Ironically, running the memory test caused it to crash. -
@azdeltawye said in Multiple network failures after dirty upgrade to 23.01:
eMMC Life Time Estimation B [EXT_CSD_DEVICE_LIFE_TIME_EST_TYP_B]: 0x0b
Yes, I would get an SSD in there ASAP.
-
@azdeltawye I have a Netgate 2100 and I'm experiencing similar issues as yourself. DHCP seems to fail, can't log into the firewall, and console is unresponsive. After a very long time, console spit out the following "Solaris: WARNING: Pool 'pfSense' has encountered an uncorrectable I/O failure and has been suspended.", which is how I found your post. This all happened after the 23.01 update. For my unit, a reboot doesn't fix the issue, a reflash of the firmware and reload of the config is what gets the firewall going for an additional 2-3 days. I've opened a ticket with Netgate to troubleshoot this issue and they basically said that internal eMMC is dying. I provided these logs when even flashing the firmware was giving me a hard time :
(100s of these lines)
*mmcsd0: failed to flush cache
mmcsd0: failed to flush cache
mmcsd0: failed to flush cache
mmcsd0: failed to flush cache
mmcsd0: failed to flush cache
mmcsd0: failed to flush cache
mmcsd0: failed to flush cacheLoader variables:
vfs.root.mountfrom=zfs:pfSense/ROOT/defaultManual root filesystem specification:
<fstype>:<device> [options]
Mount <device> using filesystem <fstype>
and with the specified (optional) option list.eg. ufs:/dev/da0s1a
zfs:zroot/ROOT/default
cd9660:/dev/cd0 ro
(which is equivalent to: mount -t cd9660 -o ro /dev/cd0 /)? List valid disk boot devices
. Yield 1 second (for background tasks)
<empty line> Abort manual inputmountroot>*
So yeah, I guess this is confirmation that I need to get a new SSD in there.

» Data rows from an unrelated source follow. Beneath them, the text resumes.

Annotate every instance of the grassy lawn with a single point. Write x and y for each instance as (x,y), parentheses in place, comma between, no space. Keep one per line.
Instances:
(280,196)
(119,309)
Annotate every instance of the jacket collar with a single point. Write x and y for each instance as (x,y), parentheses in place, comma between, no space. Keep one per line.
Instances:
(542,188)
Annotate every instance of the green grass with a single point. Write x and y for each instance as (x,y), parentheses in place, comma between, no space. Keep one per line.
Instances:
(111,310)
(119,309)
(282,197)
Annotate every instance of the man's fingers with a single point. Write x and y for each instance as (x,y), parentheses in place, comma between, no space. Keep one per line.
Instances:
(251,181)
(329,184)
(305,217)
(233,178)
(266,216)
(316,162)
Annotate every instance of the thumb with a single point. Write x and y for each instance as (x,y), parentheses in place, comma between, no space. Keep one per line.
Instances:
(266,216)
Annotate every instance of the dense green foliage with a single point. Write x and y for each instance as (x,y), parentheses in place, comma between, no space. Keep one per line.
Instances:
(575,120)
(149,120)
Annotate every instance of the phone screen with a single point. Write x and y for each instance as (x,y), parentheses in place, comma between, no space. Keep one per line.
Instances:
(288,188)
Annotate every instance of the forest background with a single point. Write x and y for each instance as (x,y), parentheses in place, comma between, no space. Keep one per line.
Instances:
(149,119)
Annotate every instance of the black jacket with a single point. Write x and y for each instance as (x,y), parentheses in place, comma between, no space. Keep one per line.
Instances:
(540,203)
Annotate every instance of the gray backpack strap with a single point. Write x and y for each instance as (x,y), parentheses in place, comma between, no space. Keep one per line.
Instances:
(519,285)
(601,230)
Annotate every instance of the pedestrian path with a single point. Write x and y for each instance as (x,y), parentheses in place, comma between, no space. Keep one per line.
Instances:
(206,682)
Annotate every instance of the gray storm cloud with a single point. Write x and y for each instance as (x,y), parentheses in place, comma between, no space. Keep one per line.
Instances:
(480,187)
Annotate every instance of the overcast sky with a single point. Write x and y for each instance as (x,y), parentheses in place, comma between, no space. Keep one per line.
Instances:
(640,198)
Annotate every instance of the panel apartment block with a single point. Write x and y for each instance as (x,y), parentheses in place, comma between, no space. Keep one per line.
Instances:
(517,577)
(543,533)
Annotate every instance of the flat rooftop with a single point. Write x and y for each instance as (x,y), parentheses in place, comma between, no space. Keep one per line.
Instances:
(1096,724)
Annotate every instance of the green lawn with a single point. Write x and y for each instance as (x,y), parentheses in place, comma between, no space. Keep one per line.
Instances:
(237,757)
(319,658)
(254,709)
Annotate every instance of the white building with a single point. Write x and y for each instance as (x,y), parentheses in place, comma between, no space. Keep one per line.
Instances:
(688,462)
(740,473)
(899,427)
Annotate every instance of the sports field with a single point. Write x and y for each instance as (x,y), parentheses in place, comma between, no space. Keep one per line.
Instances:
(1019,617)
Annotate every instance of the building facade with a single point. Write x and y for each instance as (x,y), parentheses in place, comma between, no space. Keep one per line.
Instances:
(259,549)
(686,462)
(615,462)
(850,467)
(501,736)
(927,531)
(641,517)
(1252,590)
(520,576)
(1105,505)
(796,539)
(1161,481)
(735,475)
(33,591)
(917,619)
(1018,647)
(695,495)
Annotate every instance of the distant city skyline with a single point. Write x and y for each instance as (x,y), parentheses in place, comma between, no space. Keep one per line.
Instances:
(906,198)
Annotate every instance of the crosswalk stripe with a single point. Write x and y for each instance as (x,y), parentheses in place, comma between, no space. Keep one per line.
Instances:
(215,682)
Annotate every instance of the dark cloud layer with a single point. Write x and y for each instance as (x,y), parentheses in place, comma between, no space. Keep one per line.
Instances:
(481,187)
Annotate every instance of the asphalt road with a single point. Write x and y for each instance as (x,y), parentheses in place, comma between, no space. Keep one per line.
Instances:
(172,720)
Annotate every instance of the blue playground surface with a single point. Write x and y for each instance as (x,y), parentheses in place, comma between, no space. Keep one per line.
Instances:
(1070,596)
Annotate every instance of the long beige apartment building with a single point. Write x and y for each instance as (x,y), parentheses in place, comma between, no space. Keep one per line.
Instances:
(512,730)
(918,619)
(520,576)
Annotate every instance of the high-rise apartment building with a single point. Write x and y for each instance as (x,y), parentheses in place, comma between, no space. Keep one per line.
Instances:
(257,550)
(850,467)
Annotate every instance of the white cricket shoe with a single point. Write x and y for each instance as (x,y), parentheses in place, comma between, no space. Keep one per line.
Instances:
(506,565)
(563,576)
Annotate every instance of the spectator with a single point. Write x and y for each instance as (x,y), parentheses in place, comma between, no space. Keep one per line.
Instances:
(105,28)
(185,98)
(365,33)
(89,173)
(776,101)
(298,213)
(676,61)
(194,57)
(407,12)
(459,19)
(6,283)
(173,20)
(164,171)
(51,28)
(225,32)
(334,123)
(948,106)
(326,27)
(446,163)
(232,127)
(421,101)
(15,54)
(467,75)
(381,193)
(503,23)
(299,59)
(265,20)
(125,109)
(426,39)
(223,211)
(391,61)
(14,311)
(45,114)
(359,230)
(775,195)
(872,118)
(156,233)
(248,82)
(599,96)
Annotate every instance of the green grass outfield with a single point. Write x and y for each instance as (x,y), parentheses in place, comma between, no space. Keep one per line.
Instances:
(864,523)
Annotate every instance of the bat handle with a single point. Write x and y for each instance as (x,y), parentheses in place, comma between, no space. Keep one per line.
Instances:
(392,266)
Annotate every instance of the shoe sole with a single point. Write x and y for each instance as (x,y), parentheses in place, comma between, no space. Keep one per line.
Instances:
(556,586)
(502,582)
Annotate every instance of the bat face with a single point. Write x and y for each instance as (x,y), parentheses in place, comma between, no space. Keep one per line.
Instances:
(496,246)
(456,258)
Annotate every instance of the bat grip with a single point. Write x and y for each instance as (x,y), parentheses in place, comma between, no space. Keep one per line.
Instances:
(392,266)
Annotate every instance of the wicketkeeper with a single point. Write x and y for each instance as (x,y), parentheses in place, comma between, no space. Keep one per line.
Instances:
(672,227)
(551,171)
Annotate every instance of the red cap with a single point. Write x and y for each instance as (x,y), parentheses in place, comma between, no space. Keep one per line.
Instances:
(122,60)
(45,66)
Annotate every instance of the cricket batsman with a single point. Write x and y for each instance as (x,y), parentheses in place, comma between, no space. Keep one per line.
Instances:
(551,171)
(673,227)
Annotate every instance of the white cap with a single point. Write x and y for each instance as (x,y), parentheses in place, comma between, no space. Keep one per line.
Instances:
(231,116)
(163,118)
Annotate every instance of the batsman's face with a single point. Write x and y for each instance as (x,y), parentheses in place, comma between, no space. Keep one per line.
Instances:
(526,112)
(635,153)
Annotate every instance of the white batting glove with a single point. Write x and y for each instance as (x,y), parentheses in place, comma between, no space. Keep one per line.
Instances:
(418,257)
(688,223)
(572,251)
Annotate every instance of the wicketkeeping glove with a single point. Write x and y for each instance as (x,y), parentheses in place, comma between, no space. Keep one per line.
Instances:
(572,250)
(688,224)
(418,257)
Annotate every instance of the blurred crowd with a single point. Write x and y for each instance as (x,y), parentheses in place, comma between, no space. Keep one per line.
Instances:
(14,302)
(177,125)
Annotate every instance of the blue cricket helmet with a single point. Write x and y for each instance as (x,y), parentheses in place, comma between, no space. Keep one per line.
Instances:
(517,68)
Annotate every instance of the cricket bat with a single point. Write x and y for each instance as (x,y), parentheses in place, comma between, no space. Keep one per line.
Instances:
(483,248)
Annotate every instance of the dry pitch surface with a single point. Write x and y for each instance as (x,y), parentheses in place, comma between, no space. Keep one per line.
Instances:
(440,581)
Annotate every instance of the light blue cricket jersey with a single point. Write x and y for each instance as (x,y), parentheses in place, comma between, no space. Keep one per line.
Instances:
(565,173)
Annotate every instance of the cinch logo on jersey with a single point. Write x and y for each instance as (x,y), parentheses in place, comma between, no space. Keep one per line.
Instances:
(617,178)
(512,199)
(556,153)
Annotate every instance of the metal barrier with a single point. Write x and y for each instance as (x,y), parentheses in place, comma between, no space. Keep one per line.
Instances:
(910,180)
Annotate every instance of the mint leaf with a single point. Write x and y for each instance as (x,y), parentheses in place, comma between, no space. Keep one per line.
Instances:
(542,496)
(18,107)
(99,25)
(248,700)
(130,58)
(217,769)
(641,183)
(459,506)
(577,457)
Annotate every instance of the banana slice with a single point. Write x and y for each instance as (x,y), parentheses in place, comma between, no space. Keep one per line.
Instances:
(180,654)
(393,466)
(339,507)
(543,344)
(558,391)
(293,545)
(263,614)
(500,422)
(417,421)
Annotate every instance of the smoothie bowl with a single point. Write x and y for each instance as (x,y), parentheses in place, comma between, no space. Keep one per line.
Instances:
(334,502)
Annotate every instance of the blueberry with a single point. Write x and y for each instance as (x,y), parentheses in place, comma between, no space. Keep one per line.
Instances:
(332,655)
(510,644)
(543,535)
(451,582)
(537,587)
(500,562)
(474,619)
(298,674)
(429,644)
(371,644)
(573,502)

Not sure why this only happened after 23.01 tho.
-
@packetsniffer
Yeah, my Netgate appliance eventually became unreachable via RJ45 ports and console serial port. I replaced, or actually added, the approved SATA SSD in an attempt to recover the unit but that did not help. The unit was toast...Takeaway lesson: Next Netgate appliance purchase - pony up the extra $$ for the MAX version. Preferably something without eMMC!
-
@packetsniffer Most likely because an update writes a lot to disk. For the record there is this:
https://docs.netgate.com/pfsense/en/latest/troubleshooting/disk-lifetime.html
and RAM disks can save writing: https://docs.netgate.com/pfsense/en/latest/troubleshooting/disk-writes.htmlhttps://www.netgate.com/supported-pfsense-plus-packages has remarks on whether an SSD is recommended for certain packages that can have intense logging depending on configuration.
-
@SteveITS Thank you.
I followed a few links to test the onboard memory, and it turns out mine was pretty dead.
I threw a new Transcend 512GB (TS512GMTS430S) in the Netgate 2100, flashed 23.01 on there, restored my config, and I've been solid for 2+ weeks.
I will be looking into cleaning up my logging to reduce wear and tear.
Thanks everyone!